4.1De rechtbank heeft in het vonnis van 4 maart 2015 onder 2. een aantal feiten vastgesteld. Deze vaststelling luidt als volgt (met een door het hof aangebrachte letteraanduiding):
[appellant] is directeur-grootaandeelhouder van [Beheer] B.V. (hierna: [Beheer B.V.] ) en een ervaren onroerend goed ondernemer. [Beheer B.V.] is een bedrijf dat zich bezighoudt met projectontwikkeling en verkoop van onroerend goed.
De vaste accountant van [appellant] is de heer [accountant] van Accountants- en Adviesgroep [Accountants] (hierna: [Accountants] ).
Op 9 januari 2001 heeft [appellant] het bedrijfsobject (een bakkerij) gelegen aan de Arnesteinweg 35 te [woonplaats 1] gekocht voor een bedrag van fl. 850.000,= (omgerekend € 410.000,=). Het bedrijfsobject is destijds btw onbelast geleverd aan [appellant] . De notaris heeft hiervoor de akte van levering opgemaakt.
Tussen [appellant] en Patrius BV (hierna: Patrius) is een koopovereenkomst gesloten ter zake van voornoemd bedrijfsobject.
Op 24 maart 2006 heeft [appellant] de notaris per fax opdracht gegeven om een leveringsakte voor de verkoop van het bedrijfsobject op te stellen. De opdracht luidt, voor zover relevant:
“(…) Aankoopprijs € 1.681.007,82 kosten koper (…)”.

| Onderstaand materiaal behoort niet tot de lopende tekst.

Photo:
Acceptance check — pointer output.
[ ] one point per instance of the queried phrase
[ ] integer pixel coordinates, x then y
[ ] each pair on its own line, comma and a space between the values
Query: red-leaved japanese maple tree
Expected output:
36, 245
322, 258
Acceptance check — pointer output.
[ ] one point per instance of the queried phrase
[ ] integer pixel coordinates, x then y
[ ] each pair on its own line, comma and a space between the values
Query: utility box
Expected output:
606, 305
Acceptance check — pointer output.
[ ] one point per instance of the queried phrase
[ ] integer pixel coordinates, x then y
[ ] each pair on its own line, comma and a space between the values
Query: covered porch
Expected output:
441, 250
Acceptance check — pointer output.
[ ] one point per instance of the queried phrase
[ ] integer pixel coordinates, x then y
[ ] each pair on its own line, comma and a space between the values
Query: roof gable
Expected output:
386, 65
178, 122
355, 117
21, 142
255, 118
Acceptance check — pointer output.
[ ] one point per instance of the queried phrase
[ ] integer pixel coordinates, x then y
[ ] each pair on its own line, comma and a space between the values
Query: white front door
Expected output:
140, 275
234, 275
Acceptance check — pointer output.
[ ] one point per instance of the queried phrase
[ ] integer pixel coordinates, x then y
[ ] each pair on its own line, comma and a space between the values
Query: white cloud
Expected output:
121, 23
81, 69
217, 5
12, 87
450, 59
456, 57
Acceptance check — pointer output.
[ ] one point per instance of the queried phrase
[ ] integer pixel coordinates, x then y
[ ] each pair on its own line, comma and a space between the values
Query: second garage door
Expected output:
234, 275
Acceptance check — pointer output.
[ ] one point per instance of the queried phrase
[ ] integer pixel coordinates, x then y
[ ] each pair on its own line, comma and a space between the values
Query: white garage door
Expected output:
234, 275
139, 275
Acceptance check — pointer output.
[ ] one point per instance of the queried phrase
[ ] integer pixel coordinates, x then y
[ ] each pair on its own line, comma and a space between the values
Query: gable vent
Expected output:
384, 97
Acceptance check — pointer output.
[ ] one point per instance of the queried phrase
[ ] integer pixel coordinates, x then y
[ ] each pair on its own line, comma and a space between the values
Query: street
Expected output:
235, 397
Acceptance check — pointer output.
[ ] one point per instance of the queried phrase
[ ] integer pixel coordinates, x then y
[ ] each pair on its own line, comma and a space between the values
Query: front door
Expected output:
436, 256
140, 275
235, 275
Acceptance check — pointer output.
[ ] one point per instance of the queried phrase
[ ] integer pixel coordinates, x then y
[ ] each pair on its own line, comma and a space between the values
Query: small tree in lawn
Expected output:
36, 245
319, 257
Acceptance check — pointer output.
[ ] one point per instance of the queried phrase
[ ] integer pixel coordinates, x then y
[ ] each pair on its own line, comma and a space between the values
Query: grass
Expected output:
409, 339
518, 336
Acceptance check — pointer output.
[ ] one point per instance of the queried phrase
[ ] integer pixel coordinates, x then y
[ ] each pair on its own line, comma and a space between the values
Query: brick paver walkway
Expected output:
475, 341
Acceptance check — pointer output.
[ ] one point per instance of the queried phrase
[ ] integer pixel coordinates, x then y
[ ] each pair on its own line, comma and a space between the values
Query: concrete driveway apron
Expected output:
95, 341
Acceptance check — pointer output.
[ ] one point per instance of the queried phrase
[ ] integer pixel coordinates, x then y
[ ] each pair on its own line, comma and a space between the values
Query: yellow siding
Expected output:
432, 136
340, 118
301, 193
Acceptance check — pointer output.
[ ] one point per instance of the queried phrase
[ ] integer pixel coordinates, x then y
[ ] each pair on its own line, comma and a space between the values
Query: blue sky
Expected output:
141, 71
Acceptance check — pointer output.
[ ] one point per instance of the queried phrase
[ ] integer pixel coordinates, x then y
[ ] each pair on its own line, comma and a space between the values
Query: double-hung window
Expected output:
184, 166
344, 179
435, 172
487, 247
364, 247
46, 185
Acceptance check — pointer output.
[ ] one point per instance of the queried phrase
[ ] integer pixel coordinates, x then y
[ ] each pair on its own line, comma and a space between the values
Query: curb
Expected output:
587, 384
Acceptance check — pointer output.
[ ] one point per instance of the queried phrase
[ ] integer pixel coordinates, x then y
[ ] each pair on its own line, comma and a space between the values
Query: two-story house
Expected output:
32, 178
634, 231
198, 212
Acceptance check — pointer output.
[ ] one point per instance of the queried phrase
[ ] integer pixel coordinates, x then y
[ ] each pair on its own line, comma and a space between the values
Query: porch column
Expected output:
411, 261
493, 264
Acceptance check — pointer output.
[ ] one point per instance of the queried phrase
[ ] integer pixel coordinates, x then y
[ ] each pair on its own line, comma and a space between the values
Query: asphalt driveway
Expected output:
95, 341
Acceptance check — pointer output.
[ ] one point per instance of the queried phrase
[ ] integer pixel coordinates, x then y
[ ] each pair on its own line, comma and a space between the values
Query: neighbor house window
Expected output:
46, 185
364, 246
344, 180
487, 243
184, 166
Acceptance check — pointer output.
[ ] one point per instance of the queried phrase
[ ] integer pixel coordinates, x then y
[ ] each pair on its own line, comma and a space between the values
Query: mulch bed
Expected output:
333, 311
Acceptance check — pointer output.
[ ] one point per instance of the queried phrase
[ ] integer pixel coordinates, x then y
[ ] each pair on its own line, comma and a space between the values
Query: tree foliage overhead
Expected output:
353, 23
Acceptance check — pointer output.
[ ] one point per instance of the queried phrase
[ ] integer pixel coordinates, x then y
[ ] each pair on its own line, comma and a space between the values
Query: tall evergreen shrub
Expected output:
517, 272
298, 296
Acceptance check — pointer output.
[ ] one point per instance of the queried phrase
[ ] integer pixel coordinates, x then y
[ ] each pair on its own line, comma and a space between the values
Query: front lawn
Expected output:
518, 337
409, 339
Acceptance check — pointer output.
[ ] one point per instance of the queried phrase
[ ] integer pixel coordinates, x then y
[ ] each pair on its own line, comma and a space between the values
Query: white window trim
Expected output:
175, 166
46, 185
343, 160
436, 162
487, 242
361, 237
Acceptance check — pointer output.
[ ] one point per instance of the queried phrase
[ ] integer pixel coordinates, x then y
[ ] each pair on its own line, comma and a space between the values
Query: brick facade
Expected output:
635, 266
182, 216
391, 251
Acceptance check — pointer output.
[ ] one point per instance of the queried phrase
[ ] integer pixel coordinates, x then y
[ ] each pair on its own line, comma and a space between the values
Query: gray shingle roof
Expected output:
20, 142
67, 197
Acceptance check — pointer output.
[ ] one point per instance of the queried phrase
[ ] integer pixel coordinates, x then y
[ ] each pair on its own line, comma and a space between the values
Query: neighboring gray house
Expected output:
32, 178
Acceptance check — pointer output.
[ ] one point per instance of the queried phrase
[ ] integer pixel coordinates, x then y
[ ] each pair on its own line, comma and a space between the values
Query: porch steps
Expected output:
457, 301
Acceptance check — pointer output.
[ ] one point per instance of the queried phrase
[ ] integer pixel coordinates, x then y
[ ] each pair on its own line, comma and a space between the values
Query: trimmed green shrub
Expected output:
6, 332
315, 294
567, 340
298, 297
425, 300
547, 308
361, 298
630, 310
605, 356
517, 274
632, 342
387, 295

Artikel 1 van de door de notaris opgestelde conceptakte luidt als volgt:
“Kosten en belastingen
Artikel 1
1.Alle kosten van de overdracht, waaronder begrepen de overdrachtsbelasting en het kadastrale tarief en de kosten van deze akte zijn voor rekening van koper.

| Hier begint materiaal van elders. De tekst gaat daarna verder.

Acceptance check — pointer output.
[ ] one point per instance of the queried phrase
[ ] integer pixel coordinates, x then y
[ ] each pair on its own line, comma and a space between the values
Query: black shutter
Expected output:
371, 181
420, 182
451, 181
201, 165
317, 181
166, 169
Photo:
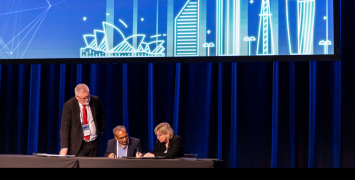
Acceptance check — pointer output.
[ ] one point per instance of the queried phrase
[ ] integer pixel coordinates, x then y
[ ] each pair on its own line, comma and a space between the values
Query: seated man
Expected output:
123, 145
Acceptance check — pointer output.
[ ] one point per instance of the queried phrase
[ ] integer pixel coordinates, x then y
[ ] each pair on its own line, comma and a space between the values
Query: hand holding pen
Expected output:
139, 154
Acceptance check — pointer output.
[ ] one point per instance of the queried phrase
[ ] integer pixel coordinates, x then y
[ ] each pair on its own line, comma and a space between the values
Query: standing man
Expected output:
83, 122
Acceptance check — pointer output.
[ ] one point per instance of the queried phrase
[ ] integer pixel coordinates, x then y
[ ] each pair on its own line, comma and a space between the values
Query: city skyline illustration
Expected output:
165, 28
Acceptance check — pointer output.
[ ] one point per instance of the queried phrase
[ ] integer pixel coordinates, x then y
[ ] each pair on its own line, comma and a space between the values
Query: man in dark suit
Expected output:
83, 122
123, 145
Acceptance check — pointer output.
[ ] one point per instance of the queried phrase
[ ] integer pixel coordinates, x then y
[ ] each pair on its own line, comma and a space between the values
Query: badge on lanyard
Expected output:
86, 130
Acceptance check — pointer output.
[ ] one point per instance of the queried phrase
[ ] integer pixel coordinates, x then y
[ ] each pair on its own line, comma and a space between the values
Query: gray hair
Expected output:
80, 88
118, 128
164, 128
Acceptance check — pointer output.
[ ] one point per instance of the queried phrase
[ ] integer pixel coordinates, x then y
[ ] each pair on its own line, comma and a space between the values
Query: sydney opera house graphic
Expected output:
97, 45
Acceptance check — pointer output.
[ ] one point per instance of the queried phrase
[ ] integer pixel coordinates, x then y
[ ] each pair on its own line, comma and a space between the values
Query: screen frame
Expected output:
267, 58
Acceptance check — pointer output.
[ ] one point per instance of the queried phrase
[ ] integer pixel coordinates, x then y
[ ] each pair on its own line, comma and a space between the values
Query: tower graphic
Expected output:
305, 26
265, 44
305, 12
186, 33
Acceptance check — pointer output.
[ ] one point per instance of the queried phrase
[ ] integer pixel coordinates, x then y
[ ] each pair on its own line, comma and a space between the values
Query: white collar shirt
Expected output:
91, 122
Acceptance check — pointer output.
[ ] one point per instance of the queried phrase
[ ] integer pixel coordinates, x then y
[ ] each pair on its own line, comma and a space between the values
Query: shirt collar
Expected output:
125, 145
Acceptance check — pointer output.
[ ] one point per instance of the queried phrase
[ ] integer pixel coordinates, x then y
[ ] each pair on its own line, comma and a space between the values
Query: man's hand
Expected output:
63, 152
149, 155
111, 155
138, 154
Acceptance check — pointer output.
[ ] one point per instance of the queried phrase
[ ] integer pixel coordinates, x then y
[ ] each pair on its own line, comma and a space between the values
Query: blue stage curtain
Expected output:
250, 114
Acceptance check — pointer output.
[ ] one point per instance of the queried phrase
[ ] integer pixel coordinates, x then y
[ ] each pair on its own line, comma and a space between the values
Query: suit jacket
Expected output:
71, 131
175, 148
133, 144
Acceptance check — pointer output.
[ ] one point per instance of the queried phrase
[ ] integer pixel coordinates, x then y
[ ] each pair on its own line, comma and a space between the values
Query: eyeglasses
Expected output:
85, 98
121, 138
159, 135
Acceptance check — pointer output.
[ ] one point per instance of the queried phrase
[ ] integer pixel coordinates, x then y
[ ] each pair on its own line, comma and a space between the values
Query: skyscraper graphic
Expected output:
229, 26
305, 26
265, 44
305, 14
186, 35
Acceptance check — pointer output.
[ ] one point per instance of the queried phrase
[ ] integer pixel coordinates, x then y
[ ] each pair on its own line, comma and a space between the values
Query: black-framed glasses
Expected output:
85, 98
159, 135
121, 138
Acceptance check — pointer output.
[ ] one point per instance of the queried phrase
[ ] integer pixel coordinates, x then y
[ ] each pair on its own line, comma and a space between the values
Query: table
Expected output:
30, 161
86, 162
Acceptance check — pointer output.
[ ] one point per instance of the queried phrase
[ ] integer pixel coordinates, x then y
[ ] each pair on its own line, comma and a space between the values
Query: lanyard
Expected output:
81, 114
118, 150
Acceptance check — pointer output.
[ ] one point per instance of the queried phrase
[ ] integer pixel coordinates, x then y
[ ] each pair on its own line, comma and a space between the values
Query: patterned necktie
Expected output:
85, 121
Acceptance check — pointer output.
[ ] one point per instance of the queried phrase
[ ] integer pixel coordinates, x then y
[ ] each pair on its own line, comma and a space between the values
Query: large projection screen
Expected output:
129, 31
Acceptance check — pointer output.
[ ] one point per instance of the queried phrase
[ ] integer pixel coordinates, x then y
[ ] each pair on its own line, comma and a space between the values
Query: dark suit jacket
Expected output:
71, 131
133, 144
175, 148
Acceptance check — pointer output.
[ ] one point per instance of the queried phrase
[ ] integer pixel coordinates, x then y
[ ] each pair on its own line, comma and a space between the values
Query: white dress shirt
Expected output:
90, 119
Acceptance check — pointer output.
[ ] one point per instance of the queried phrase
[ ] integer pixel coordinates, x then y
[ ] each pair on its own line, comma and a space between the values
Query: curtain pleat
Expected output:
150, 106
275, 115
292, 115
233, 124
176, 98
220, 110
34, 111
312, 111
125, 95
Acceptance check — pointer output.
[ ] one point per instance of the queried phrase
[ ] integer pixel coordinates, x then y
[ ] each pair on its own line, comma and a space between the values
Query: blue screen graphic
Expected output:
44, 29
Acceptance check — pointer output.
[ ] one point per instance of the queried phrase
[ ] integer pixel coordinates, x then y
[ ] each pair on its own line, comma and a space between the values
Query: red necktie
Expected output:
85, 121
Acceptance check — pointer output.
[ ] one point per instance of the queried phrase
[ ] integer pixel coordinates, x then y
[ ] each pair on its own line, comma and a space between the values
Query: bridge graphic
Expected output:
97, 45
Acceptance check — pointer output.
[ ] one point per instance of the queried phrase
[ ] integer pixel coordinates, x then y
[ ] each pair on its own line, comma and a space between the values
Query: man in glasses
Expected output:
83, 122
123, 145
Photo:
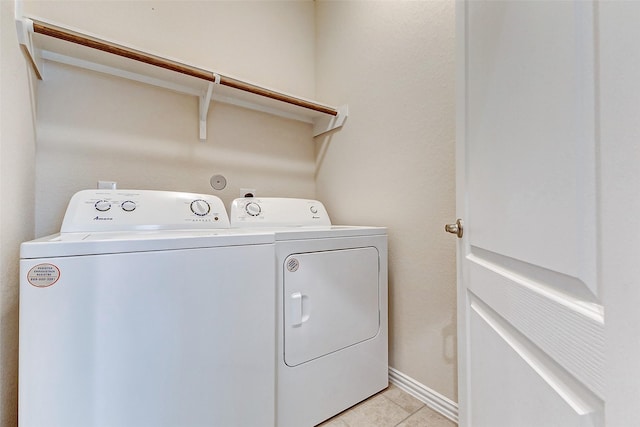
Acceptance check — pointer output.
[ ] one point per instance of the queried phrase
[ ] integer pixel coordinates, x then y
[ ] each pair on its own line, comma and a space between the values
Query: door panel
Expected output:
531, 319
331, 302
531, 133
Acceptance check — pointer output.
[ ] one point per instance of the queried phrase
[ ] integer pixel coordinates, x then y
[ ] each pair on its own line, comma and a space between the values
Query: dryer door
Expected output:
331, 301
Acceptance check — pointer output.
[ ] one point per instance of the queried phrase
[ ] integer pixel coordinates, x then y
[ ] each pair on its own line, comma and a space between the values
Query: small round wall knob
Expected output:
456, 228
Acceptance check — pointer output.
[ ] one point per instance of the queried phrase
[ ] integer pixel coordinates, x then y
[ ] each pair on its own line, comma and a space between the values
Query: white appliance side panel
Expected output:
331, 301
167, 338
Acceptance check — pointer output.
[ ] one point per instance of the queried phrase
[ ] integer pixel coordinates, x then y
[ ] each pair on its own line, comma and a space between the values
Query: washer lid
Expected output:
75, 244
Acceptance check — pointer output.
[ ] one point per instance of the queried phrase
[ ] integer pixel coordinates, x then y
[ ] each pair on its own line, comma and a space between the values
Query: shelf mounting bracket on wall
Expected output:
24, 27
205, 102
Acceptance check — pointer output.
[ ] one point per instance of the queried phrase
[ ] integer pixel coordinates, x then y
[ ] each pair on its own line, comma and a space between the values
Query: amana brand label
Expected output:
43, 275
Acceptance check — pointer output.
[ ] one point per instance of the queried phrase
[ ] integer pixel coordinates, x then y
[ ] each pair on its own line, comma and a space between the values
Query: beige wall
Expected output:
393, 162
17, 147
95, 127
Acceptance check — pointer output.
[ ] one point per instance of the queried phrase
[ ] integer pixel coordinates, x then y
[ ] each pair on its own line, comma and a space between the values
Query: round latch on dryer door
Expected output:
293, 264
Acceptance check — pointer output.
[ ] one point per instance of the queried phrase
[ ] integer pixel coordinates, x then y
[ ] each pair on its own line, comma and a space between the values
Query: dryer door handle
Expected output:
297, 307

2. Wegens de levering van het verkochte is geen omzetbelasting verschuldigd.”
De conceptakte is aan beide partijen voorgelegd. [appellant] en Patrius zijn akkoord gegaan met de inhoud van de conceptakte.
Op 30 maart 2006 heeft de ondertekening van de definitieve akte plaatsgevonden. [appellant] heeft een medewerker van de notaris gevolmachtigd om de akte te ondertekenen. Patrius heeft de akte laten ondertekenen door de heer [medeondertekenaar] (hierna: [medeondertekenaar] ). De notaris heeft [appellant] en Patrius vervolgens de definitieve leveringsakte doen toekomen.

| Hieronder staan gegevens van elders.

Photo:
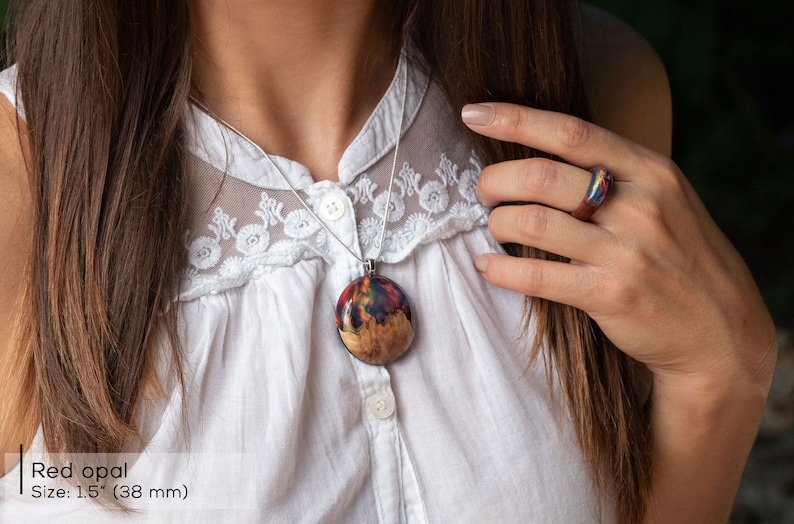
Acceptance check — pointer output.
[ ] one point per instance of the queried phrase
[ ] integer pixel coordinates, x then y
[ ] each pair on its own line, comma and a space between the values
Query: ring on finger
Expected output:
600, 183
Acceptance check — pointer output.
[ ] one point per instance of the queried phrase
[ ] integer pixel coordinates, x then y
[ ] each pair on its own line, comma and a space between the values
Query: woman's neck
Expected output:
297, 77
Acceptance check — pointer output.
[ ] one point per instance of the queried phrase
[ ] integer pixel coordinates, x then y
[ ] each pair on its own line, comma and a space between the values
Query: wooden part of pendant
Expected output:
373, 317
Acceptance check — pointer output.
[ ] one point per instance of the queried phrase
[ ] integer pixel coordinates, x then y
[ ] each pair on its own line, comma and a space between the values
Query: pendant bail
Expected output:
369, 266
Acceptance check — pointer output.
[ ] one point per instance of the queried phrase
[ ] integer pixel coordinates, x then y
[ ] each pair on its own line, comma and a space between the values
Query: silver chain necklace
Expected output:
373, 314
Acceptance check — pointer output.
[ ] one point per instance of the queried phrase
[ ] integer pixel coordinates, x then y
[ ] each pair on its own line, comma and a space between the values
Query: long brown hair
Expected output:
103, 89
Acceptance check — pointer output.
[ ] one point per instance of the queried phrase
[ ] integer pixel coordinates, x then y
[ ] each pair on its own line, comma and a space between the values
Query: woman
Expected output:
149, 131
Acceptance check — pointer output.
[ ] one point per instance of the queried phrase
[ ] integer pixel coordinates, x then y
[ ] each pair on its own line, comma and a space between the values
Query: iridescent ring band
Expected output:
600, 183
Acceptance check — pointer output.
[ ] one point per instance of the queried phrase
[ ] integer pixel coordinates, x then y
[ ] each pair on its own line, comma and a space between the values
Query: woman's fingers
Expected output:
555, 281
539, 180
576, 140
551, 230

Kort daarna is een medewerker van de notaris, de heer [notaris] (hierna: [notaris] ), benaderd door de dochter van [appellant] , werkzaam voor [Beheer B.V.] . Zij gaf aan dat bij de levering geopteerd had moeten worden voor een btw-belaste levering en verzocht [notaris] contact op te nemen met de belastingdienst hierover.
Op 9 mei 2006 heeft [notaris] contact opgenomen met de belastingdienst. De belastingdienst gaf aan dat het niet mogelijk was om achteraf nog te opteren voor een btw-belaste levering. De notaris heeft dit aan [appellant] doorgegeven.
De belastingdienst heeft nader onderzoek verricht naar de levering. De conclusie van het onderzoeksrapport van 23 november 2006 is dat er sprake is van nieuwbouw van het bedrijfsobject en niet van verbouw. Het pand is in de periode van 1 januari 2002 tot en met 30 maart 2006 gebruikt voor belaste prestaties. Voor deze periode moet herzien worden en 47,5% van de in aftrek gebrachte voorbelasting worden terugbetaald.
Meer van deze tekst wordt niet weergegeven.